Comets have a reputation for being cold, dirty snowballs lingering far from the Sun. Yet for years, astronomers have puzzled over one strange fact.
Many comets contain crystalline silicates – minerals that form only under intense heat. That reality clashes with life in the deep freeze at the edge of a solar system.
The puzzle has lingered for decades. How do materials that need extreme heat end up locked inside objects that spend most of their lives in bitter cold?
The answer, it turns out, may lie in the messy and violent childhood of stars.
Watching a young star make crystals
New observations from NASA’s James Webb Space Telescope offer the clearest explanation yet.
By looking at a very young star still wrapped in gas and dust, astronomers have watched crystalline silicates being made close to the star and then pushed far away into colder regions.
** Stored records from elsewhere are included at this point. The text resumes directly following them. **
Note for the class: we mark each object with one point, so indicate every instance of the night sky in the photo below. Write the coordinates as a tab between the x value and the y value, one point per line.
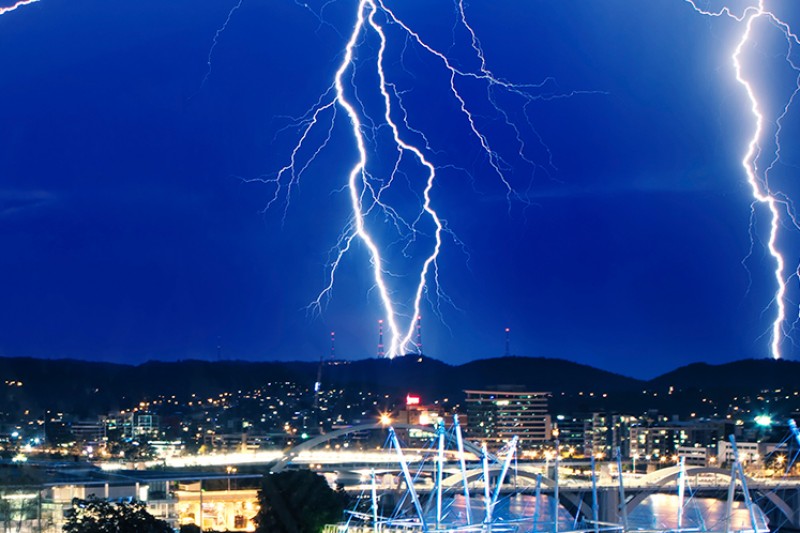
131	227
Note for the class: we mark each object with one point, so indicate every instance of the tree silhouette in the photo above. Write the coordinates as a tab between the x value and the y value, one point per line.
297	501
101	516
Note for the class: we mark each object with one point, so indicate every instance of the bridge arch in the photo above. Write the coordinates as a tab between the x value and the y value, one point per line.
569	500
291	453
664	476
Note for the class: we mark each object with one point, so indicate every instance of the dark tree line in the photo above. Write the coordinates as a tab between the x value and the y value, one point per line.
101	516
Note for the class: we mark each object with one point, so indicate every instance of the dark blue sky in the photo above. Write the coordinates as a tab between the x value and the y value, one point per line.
129	231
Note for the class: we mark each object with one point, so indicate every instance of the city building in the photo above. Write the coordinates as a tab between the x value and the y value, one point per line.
604	433
497	415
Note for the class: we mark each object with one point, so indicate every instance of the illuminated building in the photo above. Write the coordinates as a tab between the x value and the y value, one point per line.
495	416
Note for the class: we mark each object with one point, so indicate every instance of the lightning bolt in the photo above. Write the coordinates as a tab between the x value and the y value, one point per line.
776	203
368	187
12	7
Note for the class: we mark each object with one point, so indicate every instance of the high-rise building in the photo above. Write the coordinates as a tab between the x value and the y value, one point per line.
495	416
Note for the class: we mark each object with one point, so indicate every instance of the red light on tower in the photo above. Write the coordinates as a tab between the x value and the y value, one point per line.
381	351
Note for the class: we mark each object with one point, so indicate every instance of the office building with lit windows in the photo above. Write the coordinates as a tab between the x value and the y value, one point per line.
495	416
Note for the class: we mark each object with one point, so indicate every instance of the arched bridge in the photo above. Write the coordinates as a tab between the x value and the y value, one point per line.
292	453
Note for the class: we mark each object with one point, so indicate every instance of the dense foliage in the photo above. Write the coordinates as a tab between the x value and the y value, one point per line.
298	501
101	516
This is the first time scientists have directly linked the hot inner zones of a forming star system to the cold outer regions where comets are expected to form.
Compared to our own mature solar system, this crystal factory sits roughly in the region between the Sun and Earth.
A stellar conveyor belt
The star at the center of this discovery is called EC 53. It is still actively feeding on the disk of gas and dust around it.
Deep in that disk, temperatures soar high enough to turn raw dust into crystalline silicates. That part was long suspected. What Webb showed, clearly and in detail, is how those crystals get out.
Jeong-Eun Lee, a professor at Seoul National University in South Korea, is the study’s lead author.
“EC 53’s layered outflows may lift up these newly formed crystalline silicates and transfer them outward, like they’re on a cosmic highway,” said Lee.
“Webb not only showed us exactly which types of silicates are in the dust near the star, but also where they are both before and during a burst.”
Those outflows act like powerful winds. They rise from the hottest parts of the disk and move outward, carrying newly formed crystals with them.
Over time, the crystals can reach the outer, colder edges of the disk, the same kind of places where comets may eventually take shape.
A star with a steady rhythm
EC 53 is not a quiet neighbor. About every 18 months, it enters a burst phase that lasts around 100 days.
During these episodes, the star ramps up its feeding, pulling in gas and dust at a faster rate. At the same time, it blasts some of that material back out as jets and winds.
These bursts are predictable, which makes EC 53 especially valuable for study. Some young stars behave wildly or stay in an active phase for centuries.
EC 53 follows a steady cycle, giving astronomers a rare chance to watch the same process repeat and compare calm periods with active ones.
The team used Webb’s mid-infrared instrument to collect detailed spectra during both quiet and burst phases. This allowed them to identify specific minerals and map where they sit around the star as conditions change.
Minerals we know from Earth
Study co-author Dr. Doug Johnstone is an astronomer at the National Research Council Canada.
“Even as a scientist, it is amazing to me that we can find specific silicates in space, including forsterite and enstatite near EC 53. These are common minerals on Earth. The main ingredient of our planet is silicate,” noted Dr. Johnstone.
For years, researchers had already found crystalline silicates in comets in our solar system and in disks around other young stars. What was missing was the mechanism.
Webb’s data fills in that gap by showing both where the crystals form and how they travel.
Watching the system in motion
The observations go beyond chemistry. Webb also captured the movement of gas and dust around the star.
Narrow, high-speed jets shoot out near the star’s poles. Slower, cooler winds flow from the inner disk itself. Together, they shape the system and help spread material far from its birthplace.
Study co-author Joel Green is an instrument scientist at the Space Telescope Science Institute in Baltimore, Maryland.
“It’s incredibly impressive that Webb can not only show us so much, but also where everything is,” said Green.
“Our research team mapped how the crystals move throughout the system. We’ve effectively shown how the star creates and distributes these superfine particles, which are each significantly smaller than a grain of sand.”
These details matter. They turn a long-standing theory into something close to a complete story.
From dust to planets
EC 53 is still buried in dust and may stay that way for another 100,000 years. Over millions of years, its disk will be full of tiny grains and small pebbles smashing into each other.
Some of those collisions will stick. Slowly, larger rocks will form. Planets may follow. As the dust clears, the system will start to look more familiar.
A Sun-like star will sit at the center, with rocky planets and gas giants taking shape. Crystalline silicates will be scattered throughout, including in icy bodies far from the star.
EC 53 is located about 1,300 light-years from Earth in the Serpens Nebula, a region packed with stars in various stages of birth.
By watching this one system closely, astronomers are learning how common materials like silicates can survive wild journeys from searing heat to deep cold.
The research serves as a reminder that even the most peaceful objects in space were shaped by chaos in their youth.
The full study was published in the journal Nature.